Reserved for future posts/pictures
DS-ATX DC-DC PSU Review
Review performed by: Tim Elmore
I am majoring in Mechanical Engineering at the University of Florida, and have taken several classes dealing with electronics and heat flow/heat transfer. I am competent in circuit design, including discrete components, operational amplifiers, power regulation, and control/instrumentation.
1993 Ford Explorer w/ high output alternator
4ga cabling to rear distribution block
US Acoustics 800w subwoofer amp, 65x4 speaker amp
Audio fed through Pioneer headunit
CDT Audio CL-61a components
AMD Duron 950 CPU @ stock
Abit KX7-33 motherboard
80GB Hard drive
Voodoo 3 PCI video card
D-Link wireless card
96kbit Envy DAC on Chaintech PCI audio card
Xenarc 7” touch screen on PSU power
Fluke 179 Multimeter w/ temperature probe
Packaging was excellent.
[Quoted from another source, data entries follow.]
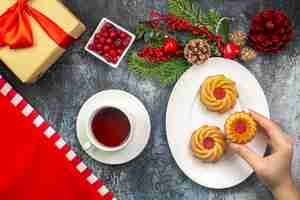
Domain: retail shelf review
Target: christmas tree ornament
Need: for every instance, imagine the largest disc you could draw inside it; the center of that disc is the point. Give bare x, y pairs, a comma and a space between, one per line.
231, 50
239, 38
197, 51
248, 54
170, 45
270, 31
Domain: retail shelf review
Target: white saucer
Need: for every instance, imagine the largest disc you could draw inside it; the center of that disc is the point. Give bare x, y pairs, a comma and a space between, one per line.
141, 133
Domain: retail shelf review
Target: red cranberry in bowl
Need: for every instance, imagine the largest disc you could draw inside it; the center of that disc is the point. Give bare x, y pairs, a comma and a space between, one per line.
109, 42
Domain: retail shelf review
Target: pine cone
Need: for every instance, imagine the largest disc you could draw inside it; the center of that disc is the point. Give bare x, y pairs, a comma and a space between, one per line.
197, 51
239, 38
270, 31
248, 54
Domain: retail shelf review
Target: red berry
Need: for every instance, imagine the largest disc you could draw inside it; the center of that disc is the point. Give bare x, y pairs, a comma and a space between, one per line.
107, 57
105, 34
91, 47
113, 34
99, 47
109, 41
102, 40
119, 51
106, 48
98, 36
170, 45
125, 43
122, 35
114, 60
107, 25
100, 52
117, 42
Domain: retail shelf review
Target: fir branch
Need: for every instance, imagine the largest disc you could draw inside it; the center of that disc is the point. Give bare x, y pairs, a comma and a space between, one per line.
152, 37
166, 72
185, 9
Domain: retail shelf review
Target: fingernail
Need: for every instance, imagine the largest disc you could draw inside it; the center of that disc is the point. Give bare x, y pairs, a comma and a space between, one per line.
246, 110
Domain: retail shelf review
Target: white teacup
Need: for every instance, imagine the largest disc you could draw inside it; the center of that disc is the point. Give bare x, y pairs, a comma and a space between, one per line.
93, 142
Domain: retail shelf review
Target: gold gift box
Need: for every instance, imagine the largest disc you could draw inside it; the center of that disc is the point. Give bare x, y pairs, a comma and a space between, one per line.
29, 64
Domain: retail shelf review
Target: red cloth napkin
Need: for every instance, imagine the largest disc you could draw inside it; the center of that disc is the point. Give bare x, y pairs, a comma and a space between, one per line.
36, 163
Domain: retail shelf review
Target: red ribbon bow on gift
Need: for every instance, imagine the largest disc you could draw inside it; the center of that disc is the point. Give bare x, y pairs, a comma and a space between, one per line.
15, 29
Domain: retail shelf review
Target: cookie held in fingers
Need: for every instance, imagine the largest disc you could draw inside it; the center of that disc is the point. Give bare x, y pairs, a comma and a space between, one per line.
208, 143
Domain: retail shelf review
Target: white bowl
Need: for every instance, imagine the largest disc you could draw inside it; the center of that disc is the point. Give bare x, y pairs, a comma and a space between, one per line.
102, 22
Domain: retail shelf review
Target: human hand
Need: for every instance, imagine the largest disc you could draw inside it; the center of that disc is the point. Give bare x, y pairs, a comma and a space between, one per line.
274, 170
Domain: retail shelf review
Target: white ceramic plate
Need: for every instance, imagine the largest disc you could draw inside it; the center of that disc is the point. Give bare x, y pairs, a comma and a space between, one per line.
142, 128
185, 114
PSU was inside electrostatic safe bag, wrapped in bubble tape, with shredded paper packaging inside a cardboard box. PSU came with the following:
ATX cable w/ 2 molex connectors and 3 floppy connectors
MB-ON signal cable
40mm fan w/3pin header
Serial port dongle
Testing was performed under the harshest of conditions. 4 foot 18ga power wires were run off the beefy distribution block. This is very undersized for a 20 amp power supply. 10 or 12 ga is recommended. A voltage drop of almost 1 volt was measured across the wiring, meaning that the power supply got 12.6v if the car’s electrical system was at 13.6v. This makes cranking even more harsh, as the car battery usually dips to 7-9v, the PSU was seeing 5-7v. Both power supplies were run without a fan, including during the temperature tests.
Test data for the M1-ATX at full load was not available because I was unable to keep the computer from rebooting long enough to take readings.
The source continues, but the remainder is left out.